Letters of a Transport Nurse

This document is a compilation of letters written by Katherine Prescott Wormeley during her time working for the Sanitary Commission and as a transport nurse and administrator during the Civil War. By examining elements of a few letters, the details of how the injured were administered to and the interactions of noncombatants in the war show the involvement of all people without making distinction for race, wealth, status, or gender. Katherine Wormeley, along with many other high-class women, dove into the war effort in an attempt to alleviate some of the suffering and pain of those who fought for the Union, despite the existing taboo of women involving themselves in such gruesome work or, as Wormeley came to do, managing men in an official capacity. The complete book of these letters was published years later in order to show how women and nurses participated in the war and is justly titled The Other Side of the War with the Army of the Potomac.


Summary Overview

This document is a compilation of letters written by Katherine Prescott Wormeley during her time working for the Sanitary Commission and as a transport nurse and administrator during the Civil War. By examining elements of a few letters, the details of how the injured were administered to and the interactions of noncombatants in the war show the involvement of all people without making distinction for race, wealth, status, or gender. Katherine Wormeley, along with many other high-class women, dove into the war effort in an attempt to alleviate some of the suffering and pain of those who fought for the Union, despite the existing taboo of women involving themselves in such gruesome work or, as Wormeley came to do, managing men in an official capacity. The complete book of these letters was published years later in order to show how women and nurses participated in the war and is justly titled The Other Side of the War with the Army of the Potomac.



Defining Moment

This document is a valuable piece of the historical record as it chronicles one upper-class woman’s time in the Civil War. This was not just any woman, however, but a woman who gave up the comforts of her high-society life to become an integral part of the nursing force which cared for the wounded soldiers, both in the field and in permanent hospitals and medical facilities. This same woman also became one of the first women ever to be given direct command of men–an impressive feat considering the nearly crippling ideas of the time period concerning the inferiority of women and their “place” in the household. An analysis of the entire book The Other Side of the War with the Army of the Potomac would reveal aspects of many parts of life in the 1860s, including social standards, race relations, gender relations, conditions of medical facilities in the Civil War, and even grammatical and diction tendencies of upper-class women from Rhode Island; but in this particular analysis the concentration is on the how the wounded were seen by those who aided them, as well as the reactions of Wormeley herself to her situation and the soldiers’ suffering.

This document mainly contributes to the social context of the Civil War, for Wormeley is one of several dozen high-society women who walked away from their lives of leisure in order to aid soldiers in the Civil War. They did not do this for praise or for thanks, but because they were driven to do so by a powerful internal need to help the war effort, even though no such aid work had been done previously. Wormeley’s book of letters gives an inside look into the life she choose to lead and a perspective which was captured the moment it happened, not as a memoir written later in life when the sights and memories were dulled and softened by time, but when everything was still sharp and painful.
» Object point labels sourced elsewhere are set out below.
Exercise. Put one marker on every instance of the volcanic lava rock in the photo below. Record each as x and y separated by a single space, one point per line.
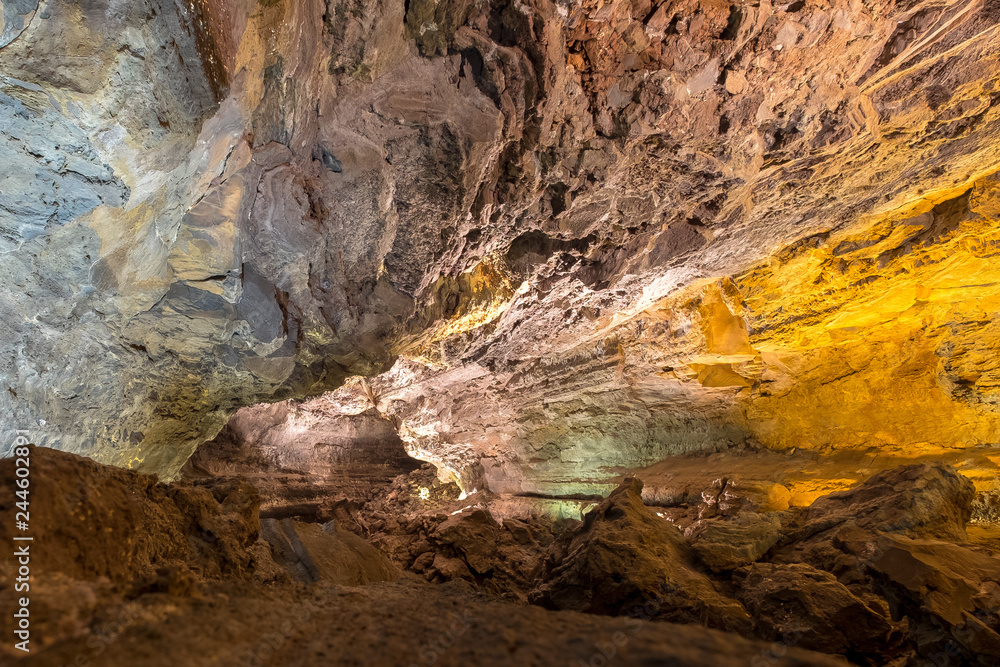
624 559
313 553
120 524
806 607
727 544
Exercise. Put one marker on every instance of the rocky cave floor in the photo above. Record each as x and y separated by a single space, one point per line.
129 571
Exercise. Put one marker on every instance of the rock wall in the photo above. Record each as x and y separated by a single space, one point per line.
606 231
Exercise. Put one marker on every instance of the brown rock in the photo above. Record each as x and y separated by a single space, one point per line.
728 544
802 606
624 559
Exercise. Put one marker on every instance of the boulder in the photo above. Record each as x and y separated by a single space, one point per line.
625 560
806 607
728 544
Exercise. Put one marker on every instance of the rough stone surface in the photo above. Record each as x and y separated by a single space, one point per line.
726 545
692 218
624 556
156 602
808 607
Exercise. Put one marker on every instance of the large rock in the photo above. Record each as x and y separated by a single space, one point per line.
313 553
806 607
729 544
625 560
950 593
121 525
705 224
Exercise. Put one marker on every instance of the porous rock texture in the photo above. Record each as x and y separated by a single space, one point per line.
597 233
145 576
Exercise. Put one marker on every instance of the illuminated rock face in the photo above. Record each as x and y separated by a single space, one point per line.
597 233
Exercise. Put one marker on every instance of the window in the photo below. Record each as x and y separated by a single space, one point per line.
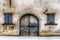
8 18
50 18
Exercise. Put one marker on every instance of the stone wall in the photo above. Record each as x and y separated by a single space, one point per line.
36 7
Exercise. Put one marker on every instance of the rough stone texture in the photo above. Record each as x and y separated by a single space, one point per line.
36 7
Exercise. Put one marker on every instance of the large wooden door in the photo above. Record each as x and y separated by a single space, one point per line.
29 26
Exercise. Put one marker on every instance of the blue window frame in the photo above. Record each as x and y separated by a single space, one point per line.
50 18
8 18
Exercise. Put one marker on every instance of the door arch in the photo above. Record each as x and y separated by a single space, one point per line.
29 25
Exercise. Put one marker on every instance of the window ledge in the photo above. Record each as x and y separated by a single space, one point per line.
8 24
50 24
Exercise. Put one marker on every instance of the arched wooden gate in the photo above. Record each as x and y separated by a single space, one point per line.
29 25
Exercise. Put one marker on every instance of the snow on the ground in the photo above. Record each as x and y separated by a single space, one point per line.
27 38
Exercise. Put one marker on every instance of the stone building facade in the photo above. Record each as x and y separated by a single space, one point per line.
30 17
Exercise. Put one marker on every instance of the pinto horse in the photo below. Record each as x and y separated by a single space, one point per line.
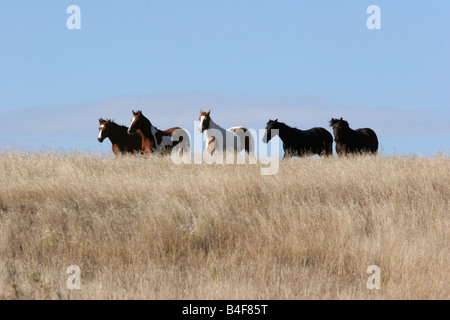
121 141
298 142
153 139
234 139
349 141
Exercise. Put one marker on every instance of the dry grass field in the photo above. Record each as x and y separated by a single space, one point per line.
145 228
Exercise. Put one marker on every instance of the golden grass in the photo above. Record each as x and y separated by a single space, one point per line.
145 228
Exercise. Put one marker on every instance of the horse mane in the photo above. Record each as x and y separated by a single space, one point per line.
285 125
333 121
111 121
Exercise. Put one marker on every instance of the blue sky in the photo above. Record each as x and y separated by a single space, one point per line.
302 62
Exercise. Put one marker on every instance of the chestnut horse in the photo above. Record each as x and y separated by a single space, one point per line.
121 141
153 139
300 143
356 141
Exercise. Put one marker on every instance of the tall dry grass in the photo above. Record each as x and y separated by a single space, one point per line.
145 228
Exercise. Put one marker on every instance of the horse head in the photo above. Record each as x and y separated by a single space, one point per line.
205 120
103 129
136 122
340 128
271 125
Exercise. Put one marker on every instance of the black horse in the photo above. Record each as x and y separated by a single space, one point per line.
301 143
349 141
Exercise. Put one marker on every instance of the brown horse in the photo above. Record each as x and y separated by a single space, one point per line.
349 141
153 139
121 141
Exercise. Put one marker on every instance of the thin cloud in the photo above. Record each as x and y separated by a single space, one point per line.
76 126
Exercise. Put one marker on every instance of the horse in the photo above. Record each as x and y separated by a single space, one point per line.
153 139
349 141
121 141
234 139
298 142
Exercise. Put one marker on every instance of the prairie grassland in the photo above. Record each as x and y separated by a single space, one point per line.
145 228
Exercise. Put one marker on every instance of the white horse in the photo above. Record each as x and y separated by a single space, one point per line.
218 139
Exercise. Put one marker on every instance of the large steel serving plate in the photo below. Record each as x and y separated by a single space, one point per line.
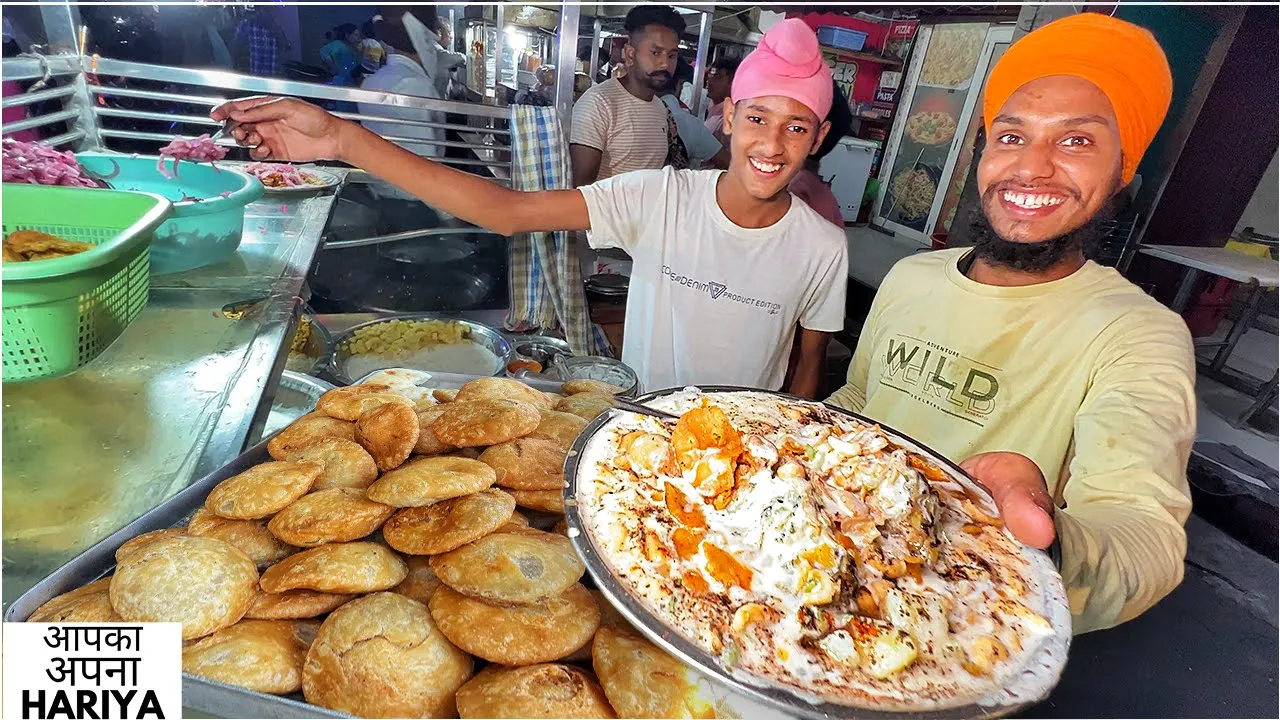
1046 664
99 561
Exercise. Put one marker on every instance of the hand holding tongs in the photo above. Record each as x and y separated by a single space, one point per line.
622 404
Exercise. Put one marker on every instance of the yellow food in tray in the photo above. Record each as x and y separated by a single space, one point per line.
401 337
23 246
296 561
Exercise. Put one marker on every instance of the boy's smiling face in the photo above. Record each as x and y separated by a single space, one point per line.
769 139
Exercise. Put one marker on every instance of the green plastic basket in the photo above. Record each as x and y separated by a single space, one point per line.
60 314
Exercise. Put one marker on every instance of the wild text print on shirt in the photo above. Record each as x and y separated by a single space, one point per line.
720 291
941 378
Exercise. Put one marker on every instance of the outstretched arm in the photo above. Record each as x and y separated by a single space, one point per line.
297 131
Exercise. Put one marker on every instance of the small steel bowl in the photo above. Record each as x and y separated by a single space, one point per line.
544 350
593 368
316 354
479 333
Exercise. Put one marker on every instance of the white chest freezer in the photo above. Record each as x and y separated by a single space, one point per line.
846 168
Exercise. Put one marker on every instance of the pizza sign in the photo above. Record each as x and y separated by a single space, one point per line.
844 73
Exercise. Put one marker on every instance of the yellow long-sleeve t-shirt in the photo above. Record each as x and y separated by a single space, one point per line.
1087 376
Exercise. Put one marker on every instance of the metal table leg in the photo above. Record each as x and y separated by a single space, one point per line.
1266 395
1184 290
1238 328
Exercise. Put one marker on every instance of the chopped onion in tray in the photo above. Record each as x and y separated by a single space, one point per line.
280 174
196 149
35 163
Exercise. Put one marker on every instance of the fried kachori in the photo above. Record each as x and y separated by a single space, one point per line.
383 656
424 481
586 405
204 583
575 387
536 691
329 515
138 542
264 656
420 583
448 524
528 463
540 500
263 490
389 433
640 679
561 428
352 401
346 463
338 568
306 431
250 536
295 605
501 388
513 568
485 422
426 441
521 634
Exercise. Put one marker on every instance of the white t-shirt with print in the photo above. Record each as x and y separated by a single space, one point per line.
712 302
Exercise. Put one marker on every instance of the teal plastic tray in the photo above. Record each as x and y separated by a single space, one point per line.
199 232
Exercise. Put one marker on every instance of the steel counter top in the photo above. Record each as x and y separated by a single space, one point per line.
173 399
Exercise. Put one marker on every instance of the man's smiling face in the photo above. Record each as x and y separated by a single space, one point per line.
1051 162
769 139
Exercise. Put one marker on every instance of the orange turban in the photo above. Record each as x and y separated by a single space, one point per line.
1123 59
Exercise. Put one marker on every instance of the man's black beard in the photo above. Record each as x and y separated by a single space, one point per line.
1042 255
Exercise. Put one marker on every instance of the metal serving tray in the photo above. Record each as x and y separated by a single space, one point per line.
776 697
97 561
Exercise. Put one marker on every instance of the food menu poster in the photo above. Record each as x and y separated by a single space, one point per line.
858 80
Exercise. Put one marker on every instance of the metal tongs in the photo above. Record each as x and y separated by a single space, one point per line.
223 132
622 404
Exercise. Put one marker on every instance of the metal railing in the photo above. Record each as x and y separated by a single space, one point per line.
106 101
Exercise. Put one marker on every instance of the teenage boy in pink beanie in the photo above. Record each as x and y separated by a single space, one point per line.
727 265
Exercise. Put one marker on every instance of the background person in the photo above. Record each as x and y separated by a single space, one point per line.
621 124
726 263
By reading these letters, modern audiences are able to take away a feeling of presence–that they too are in the hospitals, standing next to the wounded and dying soldiers, doing their absolute best to try to help, in any way they might be able.



Author Biography

Katherine (or Katharine) Prescott Wormeley was born in 1830 in England to an English father, who held the rank of rear-admiral in the British Navy, and an American mother. The family later immigrated to the United States. With the beginning of the Civil War, Katherine Wormeley decided to take up the cause alongside the soldiers who went to war and the civilians who geared their efforts toward supporting them. Her main goals were to gather supplies which would be necessary to soldiers, but she was not the only one to do so. In fact, she worked with many other women, beginning with a meeting of other women held in her mother’s home. This society was named the “Woman’s Union Aid Society,” and it became a springboard for Wormeley’s later work, after she served as its president and continued to serve as an administrator.

In approximately this same period, 1861-62, Wormeley strove for a new type of work, in which she was able to procure a contract with the military to provide shirts to the army. These shirts were hand made by the men and women whom Wormeley was working to help, poorer civilians who felt the need to support the war effort and needed the money to survive. This contract was set to expire in April 1862. Almost immediately after this, the United States Sanitary Commission was created and, soon after, Wormeley was recognized as an impressive and capable leader and administrator, taking charge of not only the sick and wounded being cared for after battles, but also men, in a time when such action by a woman, especially an unattached and relatively young woman, was unheard of.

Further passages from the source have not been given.